ATTREZZATURA PER TREKKING PROLUNGATO

I materiali principali sono: la tenda, il sacco letto, il materasso.

TENDA

La sua scelta è collegata al tipo di escursione che si vuole fare (collina, mare, montagna), al numero delle persone per ripartire il peso del materiale, alle stagioni.
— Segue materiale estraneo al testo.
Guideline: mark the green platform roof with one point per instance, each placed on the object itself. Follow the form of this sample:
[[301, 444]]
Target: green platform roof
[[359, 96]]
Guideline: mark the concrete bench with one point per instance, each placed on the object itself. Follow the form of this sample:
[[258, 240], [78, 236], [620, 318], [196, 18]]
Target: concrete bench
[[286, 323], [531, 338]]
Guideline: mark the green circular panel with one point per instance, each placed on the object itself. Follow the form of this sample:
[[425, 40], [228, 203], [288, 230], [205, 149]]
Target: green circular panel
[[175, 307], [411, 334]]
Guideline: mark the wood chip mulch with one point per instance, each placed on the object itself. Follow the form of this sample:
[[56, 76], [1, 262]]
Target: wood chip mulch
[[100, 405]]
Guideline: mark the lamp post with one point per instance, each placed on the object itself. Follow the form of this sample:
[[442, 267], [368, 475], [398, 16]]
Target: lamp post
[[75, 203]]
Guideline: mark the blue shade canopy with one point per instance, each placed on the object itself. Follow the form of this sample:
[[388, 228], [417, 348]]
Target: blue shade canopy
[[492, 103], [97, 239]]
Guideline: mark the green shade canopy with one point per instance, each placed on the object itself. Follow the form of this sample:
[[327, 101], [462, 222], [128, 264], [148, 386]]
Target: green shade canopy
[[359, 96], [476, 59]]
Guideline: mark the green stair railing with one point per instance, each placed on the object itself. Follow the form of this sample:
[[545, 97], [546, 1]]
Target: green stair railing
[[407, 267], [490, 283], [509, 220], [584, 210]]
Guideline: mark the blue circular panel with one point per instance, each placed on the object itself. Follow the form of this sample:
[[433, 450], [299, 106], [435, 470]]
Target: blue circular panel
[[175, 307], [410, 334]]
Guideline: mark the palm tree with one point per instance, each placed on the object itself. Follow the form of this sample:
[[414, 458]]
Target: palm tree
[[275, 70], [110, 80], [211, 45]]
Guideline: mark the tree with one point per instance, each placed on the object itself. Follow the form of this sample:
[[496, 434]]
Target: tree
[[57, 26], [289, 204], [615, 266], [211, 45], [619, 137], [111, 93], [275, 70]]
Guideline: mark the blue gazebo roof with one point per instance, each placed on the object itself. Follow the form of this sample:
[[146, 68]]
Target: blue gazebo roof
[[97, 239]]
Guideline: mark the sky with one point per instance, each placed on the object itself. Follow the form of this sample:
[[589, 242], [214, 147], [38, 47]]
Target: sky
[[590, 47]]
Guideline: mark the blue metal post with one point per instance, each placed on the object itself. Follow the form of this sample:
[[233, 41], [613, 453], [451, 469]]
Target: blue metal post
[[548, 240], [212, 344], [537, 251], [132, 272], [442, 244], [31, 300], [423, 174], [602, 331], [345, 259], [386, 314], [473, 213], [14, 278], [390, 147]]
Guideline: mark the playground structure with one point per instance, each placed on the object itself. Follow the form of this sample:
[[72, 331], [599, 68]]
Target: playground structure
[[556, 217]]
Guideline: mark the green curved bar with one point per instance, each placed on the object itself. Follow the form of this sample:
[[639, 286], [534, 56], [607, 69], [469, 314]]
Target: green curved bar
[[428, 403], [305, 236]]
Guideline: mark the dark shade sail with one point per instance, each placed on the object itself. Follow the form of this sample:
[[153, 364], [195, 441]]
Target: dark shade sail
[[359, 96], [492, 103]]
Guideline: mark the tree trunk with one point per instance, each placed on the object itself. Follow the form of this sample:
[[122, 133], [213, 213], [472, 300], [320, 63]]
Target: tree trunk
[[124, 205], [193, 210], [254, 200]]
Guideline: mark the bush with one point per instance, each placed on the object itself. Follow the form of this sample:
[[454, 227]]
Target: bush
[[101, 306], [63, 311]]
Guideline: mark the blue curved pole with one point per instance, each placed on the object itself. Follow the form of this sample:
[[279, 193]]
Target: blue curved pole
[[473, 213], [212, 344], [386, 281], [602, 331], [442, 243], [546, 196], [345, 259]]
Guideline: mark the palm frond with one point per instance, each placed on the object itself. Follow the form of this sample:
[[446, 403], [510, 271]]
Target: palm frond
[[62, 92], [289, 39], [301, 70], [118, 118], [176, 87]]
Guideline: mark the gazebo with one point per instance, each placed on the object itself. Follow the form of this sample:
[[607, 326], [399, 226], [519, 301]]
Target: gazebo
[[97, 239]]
I parametri che caratterizzano la qualità della tenda e quindi il suo prezzo sono:

-   il peso

-   l'abitabilità

-   l'isolamento termico.

 Fondamentalmente esistono 5 tipi di tende:

-   la tenda canadese, è il tipo più diffuso;

-   la tenda a cuneo, permette una certa modularità;

-   la tenda a piramide, offre una maggiore abitabilità in altezza e una minore presa per il vento;

-   la tenda a tunnel, usata generalmente per i trekking;

-   la tenda a cupola, la più moderna come concezione.  

 

Le caratteristiche che sono comuni a più tipi di tende sono:

-  il doppio tetto in nylon che garantisce impermeabilità, traspirazione, isolamento termico;

-  il tappeto di fondo che deve essere robusto ed impermeabile;

-   la chiusura che deve essere distanziata dal terreno per evitare infiltrazioni di acqua;

-   lo paleria fatta in alluminio e/o fibra di vetro;

-   l'altezza che deve essere minimo 1 m;

-   le dimensioni per due persone almeno m 2x1.20;

-   la finestrella di aerazione munita di zanzariera;

-   il peso che preferibilmente non deve superare i 3kg (è opportuna conoscere il peso separato della tenda, dei picchetti e della paleria).

 

ALCUNI CONSIGLI

- Evitare di ripiegare bagnate le tende, per evitare la formazione di muffa;

-    interrare completamente i picchetti per evitare che il piede ci sbatta;

-  utilizzare un taglio di plastica (m 2x2) per metterlo tra il tappeto di fondo ed il terreno, per proteggere la tenda dall’umidità

- avere un lucchetto (non evita il furto ma consente una certa privacy);

- avere il necessario per cucire il tessuto della tenda nel caso si strappi, o comunque il materiale per ripararla.